Remploy closures: Welsh sites' figures published
Remploy factories across Wales are projected to lose more than £6m in the current financial year, according to a report from accountants KPMG.
Last week, the UK government announced plans to close seven of the nine factories, putting 281 jobs at risk.
Minister for Disabled People Maria Miller said she was willing to work with the Welsh government to see if any of the seven sites could stay open.
But she has ruled out any further UK government subsidy.
The Welsh government says control of the factories should be devolved.
The sites, set up in 1946, offered work including furniture making and recycling electrical appliances.
But most of the state-funded factories make a loss, and last week the UK government said seven sites in Wales would close.
After a meeting with education and skills minister Leighton Andrews, Ms Miller said she was willing to listen to any ideas to keep them open.
The factories under threat are at Aberdare, Abertillery, Bridgend, Croespenmaen, Merthyr Tydfil, Swansea and Wrexham.
Factories at Porth and Neath will continue to operate.
"We will support any organisation or individual who comes forward with a credible plan to either save jobs from redundancies or keep part or whole of a Remploy factory open," she said.
"It is important that we do everything that we can to support the existing Remploy employees as we go into this difficult time."
Following their meeting, Mr Andrews said he asked Ms Miller whether she would devolve funding for Remploy factories in Wales for the next three years to the Welsh government but she refused to do so.
"That is disappointing," he said.
"I would like to hope we can change their minds, but for now we have to move forward within the very stark parameters that have been set out by the UK government."
He said work would continue with Remploy and other interested parties, to see if work could be found for employees, adding that theKPMG reportwould be scrutinised.

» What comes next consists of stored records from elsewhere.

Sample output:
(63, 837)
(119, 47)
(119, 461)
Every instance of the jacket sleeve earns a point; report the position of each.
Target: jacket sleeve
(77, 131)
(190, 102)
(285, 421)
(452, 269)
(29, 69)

"It is important to remember that it is for the UK government not the Welsh government to bear the responsibility for its decision on Remploy," he said.
"This includes the costs of any associated redundancy and transitional support."
The charity Disablity Wales urged both UK and Welsh governments to look at all possible options for supporting Remploy workers, with alternative jobs found before any factories close.
"The transition from Remploy to mainstream employment will be a challenge for many because the wider infrastructure for supporting disabled people in employment is woefully inadequate," said chief executive Rhian Davies.
She added that "stigma, ignorance and poor attitudes towards disabled people" within the workplace continue to present barriers to employment.